Although no main effect of pain severity on CC was observed, univariate analysis revealed a significant phase*pain severity interaction for CC in the theta band (F (1,34) = 4.801, p = 0.035, η2 = 0.124). Figure 4 shows that this interaction has a contrary pattern compared to the phase*pain interaction for mCPLlog. Thus, higher pain scores during the low hormone phase co-occurred with higher predicted values for CC in that phase, whereas they were paralleled by lower predicted values in the high hormone phase (Figure 4). However, post-hoc tests did not show any significant differences. Blue dots: Individual data points observed during EFP/pause; Grey dots: Individual data points observed during POV/pill; Blue and grey lines: Model-predicted values from the MANCOVA across levels of pain intensity for EFP/pause (blue) and POV/pill (grey) CC: clustering coefficient; EFP: early follicular phase; pause: inactive/placebo phase; pill: active pill phase; POV: pre-ovulatory phase
Discussion
The present study explored whether rsFC differs between MC and COC phases, as well as between the NC and COC groups. The primary finding was that resting-state brain network characteristics did not differ significantly between groups and remained unchanged across phases. The secondary aim was to investigate menstrual pain as a potential confounding factor in the study of brain network efficiency in NC and COC samples. Here, the current study revealed significant interactions between group and pain intensity in the theta frequency for mdWPLI, as well as significant interactions between phase and pain intensity for mCPLlog and CC in the theta frequency range. In the COC group, covariate analysis revealed increased mCPLlog in theta frequency during the pill phase compared to the pause.
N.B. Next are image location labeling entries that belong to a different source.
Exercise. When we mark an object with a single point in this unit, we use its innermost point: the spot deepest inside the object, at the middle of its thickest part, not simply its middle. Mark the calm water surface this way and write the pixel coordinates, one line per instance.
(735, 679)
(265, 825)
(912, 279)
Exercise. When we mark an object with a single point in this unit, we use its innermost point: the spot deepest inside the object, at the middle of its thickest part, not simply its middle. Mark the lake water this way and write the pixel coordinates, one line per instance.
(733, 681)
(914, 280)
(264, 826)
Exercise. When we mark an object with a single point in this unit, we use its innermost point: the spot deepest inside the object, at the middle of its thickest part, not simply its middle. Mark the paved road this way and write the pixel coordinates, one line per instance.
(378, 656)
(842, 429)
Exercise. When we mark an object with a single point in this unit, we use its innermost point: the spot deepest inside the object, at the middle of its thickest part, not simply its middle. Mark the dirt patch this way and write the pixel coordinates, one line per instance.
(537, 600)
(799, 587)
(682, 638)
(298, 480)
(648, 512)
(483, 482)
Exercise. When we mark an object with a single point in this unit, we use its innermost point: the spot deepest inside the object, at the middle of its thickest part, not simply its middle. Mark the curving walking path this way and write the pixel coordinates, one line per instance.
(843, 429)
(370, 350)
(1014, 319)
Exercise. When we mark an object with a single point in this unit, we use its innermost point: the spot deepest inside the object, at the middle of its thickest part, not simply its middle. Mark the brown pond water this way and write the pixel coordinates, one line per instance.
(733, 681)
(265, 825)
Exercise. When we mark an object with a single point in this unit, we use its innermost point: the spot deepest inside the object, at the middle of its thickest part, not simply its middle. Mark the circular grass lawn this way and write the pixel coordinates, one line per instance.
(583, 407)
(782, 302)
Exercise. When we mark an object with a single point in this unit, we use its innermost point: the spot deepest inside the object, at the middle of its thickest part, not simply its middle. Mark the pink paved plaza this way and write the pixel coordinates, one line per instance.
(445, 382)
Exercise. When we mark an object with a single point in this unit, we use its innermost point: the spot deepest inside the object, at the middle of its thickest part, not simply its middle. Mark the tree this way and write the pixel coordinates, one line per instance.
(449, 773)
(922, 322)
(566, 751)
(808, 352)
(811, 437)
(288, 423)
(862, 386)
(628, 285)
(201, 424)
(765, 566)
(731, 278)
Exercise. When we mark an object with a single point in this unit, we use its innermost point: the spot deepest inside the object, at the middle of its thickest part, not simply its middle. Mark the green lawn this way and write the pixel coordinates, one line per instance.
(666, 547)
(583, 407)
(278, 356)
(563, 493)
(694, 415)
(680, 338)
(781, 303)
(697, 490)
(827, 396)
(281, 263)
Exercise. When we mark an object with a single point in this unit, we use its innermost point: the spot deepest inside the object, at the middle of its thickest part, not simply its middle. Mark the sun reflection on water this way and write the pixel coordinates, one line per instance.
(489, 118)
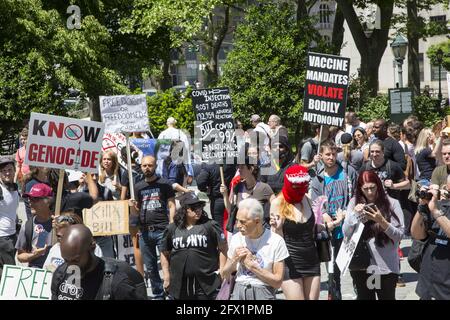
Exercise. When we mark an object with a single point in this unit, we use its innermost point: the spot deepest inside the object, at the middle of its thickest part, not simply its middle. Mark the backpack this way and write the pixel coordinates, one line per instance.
(314, 146)
(112, 267)
(409, 171)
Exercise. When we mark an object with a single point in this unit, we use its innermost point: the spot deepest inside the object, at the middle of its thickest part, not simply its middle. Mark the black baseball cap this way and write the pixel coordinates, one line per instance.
(189, 198)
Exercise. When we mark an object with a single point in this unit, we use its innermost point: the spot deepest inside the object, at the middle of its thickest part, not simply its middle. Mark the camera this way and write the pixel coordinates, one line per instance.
(424, 194)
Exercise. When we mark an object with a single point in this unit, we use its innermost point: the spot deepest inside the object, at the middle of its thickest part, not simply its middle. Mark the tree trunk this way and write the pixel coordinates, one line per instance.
(94, 108)
(370, 49)
(413, 46)
(215, 40)
(337, 37)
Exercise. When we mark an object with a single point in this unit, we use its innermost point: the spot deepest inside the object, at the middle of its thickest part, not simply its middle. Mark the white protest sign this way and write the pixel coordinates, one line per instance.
(107, 218)
(124, 113)
(348, 248)
(23, 283)
(64, 143)
(125, 250)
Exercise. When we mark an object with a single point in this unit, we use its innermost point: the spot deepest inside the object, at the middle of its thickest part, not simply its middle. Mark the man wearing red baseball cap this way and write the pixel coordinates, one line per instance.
(35, 237)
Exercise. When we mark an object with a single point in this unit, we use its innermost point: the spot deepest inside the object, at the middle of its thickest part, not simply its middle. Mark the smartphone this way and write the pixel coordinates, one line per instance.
(42, 239)
(370, 205)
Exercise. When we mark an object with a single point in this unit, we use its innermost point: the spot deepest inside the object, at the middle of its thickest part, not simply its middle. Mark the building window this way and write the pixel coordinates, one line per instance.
(435, 73)
(324, 16)
(421, 67)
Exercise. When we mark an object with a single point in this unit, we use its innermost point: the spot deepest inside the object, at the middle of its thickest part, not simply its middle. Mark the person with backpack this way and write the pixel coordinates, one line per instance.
(336, 183)
(84, 276)
(308, 155)
(35, 236)
(190, 250)
(9, 202)
(389, 172)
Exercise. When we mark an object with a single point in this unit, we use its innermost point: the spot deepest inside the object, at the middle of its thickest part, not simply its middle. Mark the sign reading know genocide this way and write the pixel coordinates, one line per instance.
(23, 283)
(214, 125)
(326, 87)
(64, 143)
(124, 113)
(107, 218)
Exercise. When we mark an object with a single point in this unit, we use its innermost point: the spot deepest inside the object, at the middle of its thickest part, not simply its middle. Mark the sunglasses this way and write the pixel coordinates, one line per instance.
(196, 206)
(68, 219)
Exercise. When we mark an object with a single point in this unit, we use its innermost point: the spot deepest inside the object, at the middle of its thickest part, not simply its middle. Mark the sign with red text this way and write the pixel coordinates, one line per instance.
(64, 143)
(326, 87)
(24, 283)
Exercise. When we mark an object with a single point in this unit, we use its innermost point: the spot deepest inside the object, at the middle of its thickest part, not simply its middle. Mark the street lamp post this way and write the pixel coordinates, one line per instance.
(439, 56)
(399, 47)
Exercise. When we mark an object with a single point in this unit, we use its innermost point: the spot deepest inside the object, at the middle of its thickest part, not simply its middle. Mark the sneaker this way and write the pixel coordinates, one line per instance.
(400, 283)
(400, 253)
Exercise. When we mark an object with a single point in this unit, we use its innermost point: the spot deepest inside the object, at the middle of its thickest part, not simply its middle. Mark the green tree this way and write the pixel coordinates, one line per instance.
(370, 48)
(171, 103)
(266, 68)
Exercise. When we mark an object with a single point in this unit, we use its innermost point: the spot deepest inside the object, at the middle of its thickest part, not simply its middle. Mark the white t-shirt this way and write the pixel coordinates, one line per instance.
(55, 259)
(268, 249)
(8, 212)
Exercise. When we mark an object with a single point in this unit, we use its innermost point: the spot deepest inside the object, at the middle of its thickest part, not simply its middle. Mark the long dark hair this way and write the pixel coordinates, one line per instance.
(372, 229)
(180, 218)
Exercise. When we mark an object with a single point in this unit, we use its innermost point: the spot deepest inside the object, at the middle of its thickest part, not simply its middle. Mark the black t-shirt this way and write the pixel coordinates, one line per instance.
(425, 164)
(390, 170)
(152, 198)
(193, 253)
(89, 285)
(76, 201)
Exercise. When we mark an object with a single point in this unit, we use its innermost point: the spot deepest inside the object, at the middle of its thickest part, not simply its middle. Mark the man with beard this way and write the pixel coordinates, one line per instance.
(155, 204)
(282, 148)
(84, 276)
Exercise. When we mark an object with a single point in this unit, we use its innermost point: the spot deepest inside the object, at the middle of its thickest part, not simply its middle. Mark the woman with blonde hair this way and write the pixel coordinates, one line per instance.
(109, 173)
(296, 223)
(425, 155)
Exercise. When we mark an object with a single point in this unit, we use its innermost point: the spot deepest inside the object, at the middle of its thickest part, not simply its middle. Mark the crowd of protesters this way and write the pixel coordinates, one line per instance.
(265, 215)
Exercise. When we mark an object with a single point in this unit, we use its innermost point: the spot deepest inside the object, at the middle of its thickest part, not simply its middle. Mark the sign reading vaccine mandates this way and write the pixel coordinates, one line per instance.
(326, 87)
(214, 125)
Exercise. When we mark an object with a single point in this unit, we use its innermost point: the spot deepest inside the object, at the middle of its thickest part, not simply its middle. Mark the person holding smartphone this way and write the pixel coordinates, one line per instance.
(383, 222)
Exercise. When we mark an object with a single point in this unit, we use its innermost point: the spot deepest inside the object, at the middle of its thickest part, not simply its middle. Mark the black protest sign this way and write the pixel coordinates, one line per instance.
(214, 125)
(326, 88)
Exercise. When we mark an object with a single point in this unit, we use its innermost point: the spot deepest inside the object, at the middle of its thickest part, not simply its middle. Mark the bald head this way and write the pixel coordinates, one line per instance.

No influence of the menstrual cycle on resting-state functional connectivity
First, the results of this study suggest that the investigated rsFC measures do not differ between the EFP and POV. In accordance, a systematic review by Dubol et al. 5 reported no alterations in rsFC between the EFP and POV measured with fMRI, although changes between the EFP and the LP were observed. Hence, it might be suggested that the increase of oestradiol and its actions as an excitatory neurosteroid in the brain 6 alone does not influence the investigated rsFC measures.
In contrast to the present findings, fMRI studies by Hidalgo-Lopez et al. 71 and Pletzer et al. 72 reported alterations between the EFP and POV in subcortical structures (i.e., fronto-striatal, basal ganglia), as well as in cortical components (e.g. supplementary motor area) that are related to motor control. 72
While Hidalgo-Lopez et al. 71 and Pletzer et al.71,72 reported functional connectivity changes in specific regions of interest or particular networks, respectively, this study investigated whole-brain functional connectivity. Therefore, alterations confined to specific regions or networks may not be as evident when analysing whole-brain functional connectivity at the scalp level, as in the present study.
While fMRI signals record metabolic changes at low frequencies, EEG signals record electrical activity at higher frequencies. 15 Hence, another factor contributing to the discrepancies in results might be the neuroscientific method chosen for investigating rsFC.
Previous resting-state EEG studies using power analysis reported a decrease in alpha activity between the EFP and ovulatory phase only in mediotemporal and central, 23 and frontal areas 21 but not in occipital or parietal regions. However, those analyses did not consider the interconnection between brain oscillations, as was done in this study, but instead analysed power in the alpha frequency band. Hence, it might be that power in specific regions alternates between those phases, while the communication within and between neuronal populations remains unchanged. It has to be mentioned that neither Solís-Ortiz et al. 21 nor Vasil’eva 23 verified MC phases with hormone assays. Thus, changes in EEG power spectra cannot be attributed to hormone fluctuations or MC phase with certainty. 73
Studies that verified MC phases with blood samples and investigated theta power reported alterations across the MC only in comparison to the LP, and not between the EFP and POV.19,20 Thus, it might be that neither power nor the synchronized oscillatory activity in the theta frequency is affected by the transition from the EFP to the POV.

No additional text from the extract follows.